Drug company-funded anti-suicide groups on campus raises questions

Many are baffled why the suicide rate in the United States is rising despite antidepressant use being at an all time high. Suicide has risen to 38,000 a year, says USA Today, after falling in the 1990s despite almost a quarter of the population in some age groups taking antidepressants and use of some psychiatric drugs growing by 700% in the military. Shouldn’t suicides be going down?

Press reports about suicide usually ignore the black box warning on antidepressants that says “WARNING: SUICIDAL THOUGHTS AND BEHAVIORS,” “Increased risk of suicidal thinking and behavior in children, adolescents, and young adults taking antidepressants,” and “Monitor for worsening and emergence of suicidal thoughts and behaviors .” Oh, that.

Use of suicide-linked drugs in military personnel (who, of course, are young adults) is rampant and 36 percent of the troops who killed themselves had never even deployed concedes a 2010 Army report called Health Promotion, Risk Reduction and Suicide Prevention. That means it was not the stress of combat or deployment that caused their suicides.

Since drug safety activists and families touched by suicide succeeded in getting black box warnings on antidepressants, the drug industry has sought to blame rising suicides on the warnings themselves because they are a “barrier” to treatment. What? The claim is as nonsensical as blaming obesity on lack of diet drugs and one drug consultant actually had to retract his assertions in The New York Times.

While many know the National Alliance on Mental Illness or NAMI gets the majority of its donations from drug makers (according to congressional investigators) many “suicide prevention” groups are also drug-funded. The American Foundation for Suicide Prevention received $100,000 from Eli Lilly in 2011 and $50,000 in 2012 and was led for a time by psychiatrist Charles Nemeroff who left Emory University after Congress found he failed to disclose at least $1.2 million in drug industry income. Another group is Active Minds, located on at least 100 campuses and funded by Eli Lilly, NAMI and AstraZeneca among other donors. This month, in a feature about campus suicides, New York Times magazine refers to Active Minds as an “advocacy group.

Active Minds calls itself a student group but when I went to the room in the student building at Northwestern University where the organization was supposed to be headquartered, they were not there—nor had a desk clerk in the student union ever heard of them. Unlike true student groups working against climate change or for gender equality, Active Minds sports high-budget signs and T-shirts which have “Big Pharma” written all over them.

After the apparent suicides of two Northwestern University students in Evanston, Illinois, in 2012, Active Minds and NAMI descended upon the campus decrying “barriers” to treatments. But were the students actually on the psychoactive drugs the groups implied they were barred from when they killed themselves? Or were they suffering from the effects of terminating the drugs which is also considered a dangerous window? Were Active Minds and NAMI using the suicides as a sales opportunity for drugs that cost between three and four digits a month? Reports from the medical examiner or university health service were not disclosed so we will never know.

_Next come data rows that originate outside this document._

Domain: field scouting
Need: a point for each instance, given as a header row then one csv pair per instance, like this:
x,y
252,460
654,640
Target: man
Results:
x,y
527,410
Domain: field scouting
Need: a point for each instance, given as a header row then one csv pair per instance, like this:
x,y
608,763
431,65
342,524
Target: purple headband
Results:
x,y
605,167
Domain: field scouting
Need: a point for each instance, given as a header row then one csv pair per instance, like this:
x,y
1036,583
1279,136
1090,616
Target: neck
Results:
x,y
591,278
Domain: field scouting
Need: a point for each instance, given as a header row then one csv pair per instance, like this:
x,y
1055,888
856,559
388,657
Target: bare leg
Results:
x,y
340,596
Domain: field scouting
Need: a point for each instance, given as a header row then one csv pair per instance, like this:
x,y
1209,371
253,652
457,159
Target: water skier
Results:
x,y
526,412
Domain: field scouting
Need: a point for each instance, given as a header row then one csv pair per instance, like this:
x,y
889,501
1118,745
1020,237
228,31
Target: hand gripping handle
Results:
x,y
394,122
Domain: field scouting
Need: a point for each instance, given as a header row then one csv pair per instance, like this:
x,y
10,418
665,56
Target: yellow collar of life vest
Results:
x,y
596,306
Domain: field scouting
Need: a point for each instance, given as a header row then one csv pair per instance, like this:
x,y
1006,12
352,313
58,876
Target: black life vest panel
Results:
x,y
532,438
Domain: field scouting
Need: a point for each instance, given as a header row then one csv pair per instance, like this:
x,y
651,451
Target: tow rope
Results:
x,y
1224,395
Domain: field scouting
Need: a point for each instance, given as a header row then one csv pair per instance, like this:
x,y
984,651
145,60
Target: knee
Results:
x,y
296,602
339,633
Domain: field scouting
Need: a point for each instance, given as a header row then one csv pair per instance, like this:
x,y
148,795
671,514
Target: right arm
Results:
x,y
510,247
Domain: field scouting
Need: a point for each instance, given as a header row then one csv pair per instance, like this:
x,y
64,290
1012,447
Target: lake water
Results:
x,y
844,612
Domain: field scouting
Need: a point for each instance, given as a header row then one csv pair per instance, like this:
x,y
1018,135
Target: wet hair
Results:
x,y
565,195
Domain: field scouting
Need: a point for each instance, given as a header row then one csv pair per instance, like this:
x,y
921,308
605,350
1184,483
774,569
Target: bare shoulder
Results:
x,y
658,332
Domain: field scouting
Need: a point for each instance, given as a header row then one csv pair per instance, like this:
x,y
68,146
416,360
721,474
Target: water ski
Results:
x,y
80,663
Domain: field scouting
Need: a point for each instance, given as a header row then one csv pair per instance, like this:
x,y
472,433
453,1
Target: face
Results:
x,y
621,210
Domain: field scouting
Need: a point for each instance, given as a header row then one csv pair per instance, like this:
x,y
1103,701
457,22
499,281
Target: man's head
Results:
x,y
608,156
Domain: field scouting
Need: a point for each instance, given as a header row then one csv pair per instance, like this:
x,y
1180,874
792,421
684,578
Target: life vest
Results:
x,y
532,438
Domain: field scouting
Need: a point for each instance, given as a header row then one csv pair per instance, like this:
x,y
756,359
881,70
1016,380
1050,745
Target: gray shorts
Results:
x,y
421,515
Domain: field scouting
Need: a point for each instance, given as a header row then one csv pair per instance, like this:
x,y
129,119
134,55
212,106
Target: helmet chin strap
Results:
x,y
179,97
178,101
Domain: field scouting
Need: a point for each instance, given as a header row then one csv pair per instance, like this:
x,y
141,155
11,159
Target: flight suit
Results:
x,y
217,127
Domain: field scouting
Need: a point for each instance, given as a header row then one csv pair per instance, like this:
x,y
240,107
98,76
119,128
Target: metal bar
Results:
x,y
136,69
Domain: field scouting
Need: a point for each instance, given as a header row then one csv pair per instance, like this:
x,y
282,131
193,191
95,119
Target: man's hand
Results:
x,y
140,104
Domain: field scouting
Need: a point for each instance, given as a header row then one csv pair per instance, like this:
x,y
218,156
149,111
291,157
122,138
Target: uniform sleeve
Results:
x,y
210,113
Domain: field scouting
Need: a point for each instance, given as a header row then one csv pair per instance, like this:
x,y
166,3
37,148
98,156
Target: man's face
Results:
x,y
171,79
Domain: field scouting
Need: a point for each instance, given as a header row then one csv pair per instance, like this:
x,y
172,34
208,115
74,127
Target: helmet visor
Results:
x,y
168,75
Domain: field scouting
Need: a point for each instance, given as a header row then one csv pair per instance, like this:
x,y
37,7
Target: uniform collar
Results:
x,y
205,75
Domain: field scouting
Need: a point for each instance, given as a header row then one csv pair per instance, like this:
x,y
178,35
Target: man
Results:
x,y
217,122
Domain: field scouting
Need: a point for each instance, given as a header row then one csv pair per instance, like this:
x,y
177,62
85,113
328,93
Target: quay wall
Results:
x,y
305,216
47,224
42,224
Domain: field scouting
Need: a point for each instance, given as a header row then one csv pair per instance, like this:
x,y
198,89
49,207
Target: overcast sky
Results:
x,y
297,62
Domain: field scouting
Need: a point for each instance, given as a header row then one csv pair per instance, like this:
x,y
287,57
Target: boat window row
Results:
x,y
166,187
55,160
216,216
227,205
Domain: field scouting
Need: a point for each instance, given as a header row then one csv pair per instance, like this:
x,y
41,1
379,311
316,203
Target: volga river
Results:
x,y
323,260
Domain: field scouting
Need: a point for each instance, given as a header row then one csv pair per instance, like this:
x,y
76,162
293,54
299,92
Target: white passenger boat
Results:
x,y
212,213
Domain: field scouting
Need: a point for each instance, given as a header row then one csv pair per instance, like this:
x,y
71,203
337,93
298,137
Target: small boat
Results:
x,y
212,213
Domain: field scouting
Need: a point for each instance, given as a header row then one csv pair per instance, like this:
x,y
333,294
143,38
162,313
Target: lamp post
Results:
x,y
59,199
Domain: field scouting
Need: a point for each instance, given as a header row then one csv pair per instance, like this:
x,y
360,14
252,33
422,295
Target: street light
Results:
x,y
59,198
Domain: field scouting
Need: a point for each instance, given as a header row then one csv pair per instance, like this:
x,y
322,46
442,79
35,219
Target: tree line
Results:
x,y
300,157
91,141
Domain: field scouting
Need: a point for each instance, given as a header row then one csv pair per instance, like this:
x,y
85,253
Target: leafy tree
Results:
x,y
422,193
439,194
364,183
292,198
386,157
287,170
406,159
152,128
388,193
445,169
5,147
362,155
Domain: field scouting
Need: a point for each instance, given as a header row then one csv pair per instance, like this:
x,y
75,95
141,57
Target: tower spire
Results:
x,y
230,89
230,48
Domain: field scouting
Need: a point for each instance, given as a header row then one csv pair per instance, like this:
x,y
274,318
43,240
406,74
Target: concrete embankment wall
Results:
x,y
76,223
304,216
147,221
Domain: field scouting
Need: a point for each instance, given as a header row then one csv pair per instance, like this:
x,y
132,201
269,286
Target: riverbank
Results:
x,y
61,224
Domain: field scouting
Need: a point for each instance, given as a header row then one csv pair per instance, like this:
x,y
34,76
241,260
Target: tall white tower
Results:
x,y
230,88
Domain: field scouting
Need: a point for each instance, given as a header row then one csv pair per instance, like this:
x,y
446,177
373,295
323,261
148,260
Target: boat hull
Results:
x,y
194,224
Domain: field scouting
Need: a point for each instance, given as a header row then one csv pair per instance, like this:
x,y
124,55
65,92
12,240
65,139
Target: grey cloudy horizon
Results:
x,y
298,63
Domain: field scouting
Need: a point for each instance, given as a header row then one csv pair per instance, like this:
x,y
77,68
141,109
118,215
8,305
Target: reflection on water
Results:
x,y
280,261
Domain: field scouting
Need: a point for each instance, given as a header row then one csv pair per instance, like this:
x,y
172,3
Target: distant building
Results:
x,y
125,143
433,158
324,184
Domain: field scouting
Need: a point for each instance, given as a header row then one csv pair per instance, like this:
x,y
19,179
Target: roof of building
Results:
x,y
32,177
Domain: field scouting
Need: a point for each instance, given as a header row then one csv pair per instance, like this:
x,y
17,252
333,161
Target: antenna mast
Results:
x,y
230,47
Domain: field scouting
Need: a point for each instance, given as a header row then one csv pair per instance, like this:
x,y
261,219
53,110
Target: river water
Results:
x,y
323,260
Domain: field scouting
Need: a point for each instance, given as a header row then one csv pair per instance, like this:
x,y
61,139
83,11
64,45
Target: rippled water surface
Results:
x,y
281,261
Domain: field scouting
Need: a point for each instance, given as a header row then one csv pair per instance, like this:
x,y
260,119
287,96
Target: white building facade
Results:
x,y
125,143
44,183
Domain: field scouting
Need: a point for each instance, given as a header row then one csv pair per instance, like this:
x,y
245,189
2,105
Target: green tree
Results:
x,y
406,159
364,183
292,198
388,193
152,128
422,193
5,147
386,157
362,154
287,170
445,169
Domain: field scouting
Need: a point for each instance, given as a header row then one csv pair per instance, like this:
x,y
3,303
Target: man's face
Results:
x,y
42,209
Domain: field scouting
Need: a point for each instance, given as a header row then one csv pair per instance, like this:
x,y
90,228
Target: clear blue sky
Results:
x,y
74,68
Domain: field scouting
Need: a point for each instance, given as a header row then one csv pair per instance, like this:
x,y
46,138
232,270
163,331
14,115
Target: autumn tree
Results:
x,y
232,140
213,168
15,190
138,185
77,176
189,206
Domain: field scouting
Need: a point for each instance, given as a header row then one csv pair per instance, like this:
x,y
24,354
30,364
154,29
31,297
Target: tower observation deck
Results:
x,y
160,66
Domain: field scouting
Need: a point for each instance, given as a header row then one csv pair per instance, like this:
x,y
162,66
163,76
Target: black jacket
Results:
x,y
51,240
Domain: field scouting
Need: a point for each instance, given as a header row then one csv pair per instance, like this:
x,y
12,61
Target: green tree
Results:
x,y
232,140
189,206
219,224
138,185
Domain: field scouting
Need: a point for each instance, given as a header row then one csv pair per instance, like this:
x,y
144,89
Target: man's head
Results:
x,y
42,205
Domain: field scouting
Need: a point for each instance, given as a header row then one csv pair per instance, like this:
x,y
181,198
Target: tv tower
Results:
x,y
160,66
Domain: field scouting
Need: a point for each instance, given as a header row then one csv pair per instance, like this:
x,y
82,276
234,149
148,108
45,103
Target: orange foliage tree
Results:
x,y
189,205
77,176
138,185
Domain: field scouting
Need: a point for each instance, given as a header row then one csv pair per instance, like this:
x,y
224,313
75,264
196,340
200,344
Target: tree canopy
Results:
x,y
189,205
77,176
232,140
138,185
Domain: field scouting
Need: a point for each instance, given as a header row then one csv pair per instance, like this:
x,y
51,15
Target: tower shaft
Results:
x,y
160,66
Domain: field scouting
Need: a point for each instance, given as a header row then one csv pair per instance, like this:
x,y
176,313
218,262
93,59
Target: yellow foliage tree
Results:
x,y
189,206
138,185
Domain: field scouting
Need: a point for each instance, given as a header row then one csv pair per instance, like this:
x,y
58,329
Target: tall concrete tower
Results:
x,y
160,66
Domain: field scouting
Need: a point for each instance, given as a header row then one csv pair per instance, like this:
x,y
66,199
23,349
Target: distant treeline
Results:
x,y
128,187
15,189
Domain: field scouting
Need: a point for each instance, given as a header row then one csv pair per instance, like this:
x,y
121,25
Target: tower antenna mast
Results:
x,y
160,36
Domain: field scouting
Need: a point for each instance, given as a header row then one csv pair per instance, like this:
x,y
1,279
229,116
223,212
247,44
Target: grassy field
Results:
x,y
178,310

This month on its Facebook page, Active Minds is wooing minority students and students with addictions to drugs and alcohol. It is using the term “recovery” for the latter, a term normally associated with drug-free, self-help programs not more drugs.

The millions of antidepressants Americans are swallowing are not lowering suicide and may be increasing it—per their own labels. Are drug companies really trying to prevent suicide or a loss in their own profits?

Martha Rosenberg is a freelance journalist and the author of the highly acclaimed “Born With A Junk Food Deficiency: How Flaks, Quacks and Hacks Pimp The Public Health,” published by Prometheus Books. Check her Facebook page.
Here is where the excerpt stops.